Occorre però pensare che le pene per quanto tremende, così come le paradisiache beatitudini, erano tuttavia temporanee. Potevano protrarsi fino a un massimo di 10.000 anni, ma passato tale periodo, la cui durata era stabilita da Yama, ogni essere riprendeva il proprio ciclo di reincarnazioni. Anche i guardiani-aguzzini degli inferi, aiutati nel loro compito da ogni specie di animali, erano essi stessi dei peccatori che, scontato il loro periodo di pena e prima di tornare al ciclo delle esistenze, al samsara, dovevano infliggere i supplizi. Stupefacente è la varietà e la crudeltà delle pene: chi ha danneggiato i beni degli altri ha le ossa spezzate, gli ingordi vengono segati in due, ai ladri di riso tocca il ferro incandescente mentre chi ha osato cogliere dei fiori nei giardini sacri ha il capo trafitto da chiodi.
Questa violenza dei supplizi infernali non deve affatto lasciare stupiti. Lo stesso Buddha, nel sermone “Lo stolto e il savio” del Cofano dei Discorsi o Suttapitakam, così ammoniva i suoi auditori:
«Egli ora, o monaci, questo stolto, essendosi comportato con cattiva condotta in opere, con cattiva condotta in parole, con cattiva condotta in pensieri, cade, con la dissoluzione del corpo, dopo la morte, giù, su cattivo cammino, negli inferni (.......)
I custodi infernali, o monaci, gli applicano il supplizio detto del quintuplo chiodo: infiggono un aculeo di ferro rovente in una mano, un aculeo di ferro rovente nell' altra mano, un aculeo di ferro rovente in un piede, un aculeo di ferro rovente nell' altro piede, un aculeo di ferro rovente in mezzo al petto: per cui egli ha da provare sensazioni dolorose, cocenti, pungenti, né può finire il suo tempo finché la sua cattiva azione non è esaurita.

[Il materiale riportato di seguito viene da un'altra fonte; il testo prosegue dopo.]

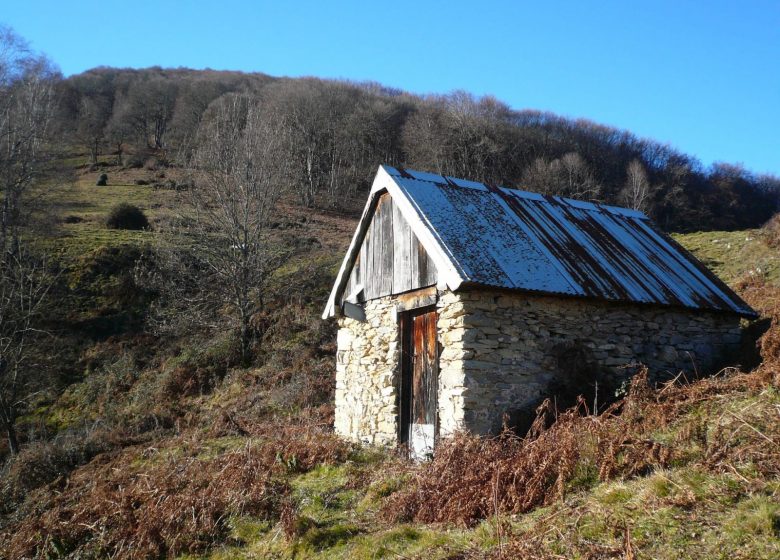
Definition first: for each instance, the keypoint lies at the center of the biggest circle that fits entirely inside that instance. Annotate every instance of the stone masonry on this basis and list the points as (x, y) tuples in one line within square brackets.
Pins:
[(499, 354)]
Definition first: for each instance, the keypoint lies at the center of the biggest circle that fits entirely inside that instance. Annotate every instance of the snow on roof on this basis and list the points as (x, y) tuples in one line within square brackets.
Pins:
[(480, 234)]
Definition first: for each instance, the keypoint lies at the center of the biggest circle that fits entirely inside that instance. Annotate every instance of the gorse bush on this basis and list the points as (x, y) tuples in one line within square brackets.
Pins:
[(127, 216)]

I custodi infernali, o monaci, ricevendolo lo spaccano con le scuri: per cui egli ha da provare sensazioni dolorose, cocenti, taglienti, né può finire il suo tempo finché la sua cattiva azione non è esaurita.
I custodi infernali, o monaci, mettendolo a piedi in sù, capo in giù, lo spaccano con dei coltelli: per cui egli ha da provare............
I custodi infernali, o monaci, aggiogandolo a un carro lo menano e lo rimenano per un terreno ardente: per cui egli ha da provare............
I custodi infernali, o monaci, gli fanno ascendere e discendere una grande montagna di brace ardente: per cui egli ha da provare...........
I custodi infernali, o monaci, afferrandolo lo gettano a piedi in sù, capo in giù, in un recipiente colmo di ferro in fusione, ardente, bruciante, scottante, per cui egli è cotto e ridotto in schiuma, ora va in sù, ora va in giù, ora va a traverso: cosí egli ha da provare.......
I custodi infernali, o monaci, lo gettano poi nel Grande inferno. Il Grande inferno, o monaci, ha quattro cantoni con quattro porte ai lati, è cinto da una muraglia di ferro ed è sormontato da una volta di ferro arroventato a fuoco ed irradia calore per cento leghe intorno.
Se io ora volessi, o monaci, continuare a raccontare in vario modo dell'inferno, non sarebbe per nulla facile, o monaci, riuscire a descrivere adeguatamente i dolori infernali."
Cosí ammoniva il Buddha.
Ovviamente le pene dell'inferno non fanno cessare il ciclo delle esistenze e anche chi ha goduto di paradisiaci secoli di beatitudini, che non sono la meta ultima del nirvana, torna a reincarnarsi con un kharma migliore. Analogamente lo stolto, cioè colui che per la sua colpevole ignoranza è caduto nell'errore e nella “stoltezza”, si reicarna, dopo aver scontato le sue pene, in esseri la cui natura riflette gli errori commessi nell' esistenza precedente.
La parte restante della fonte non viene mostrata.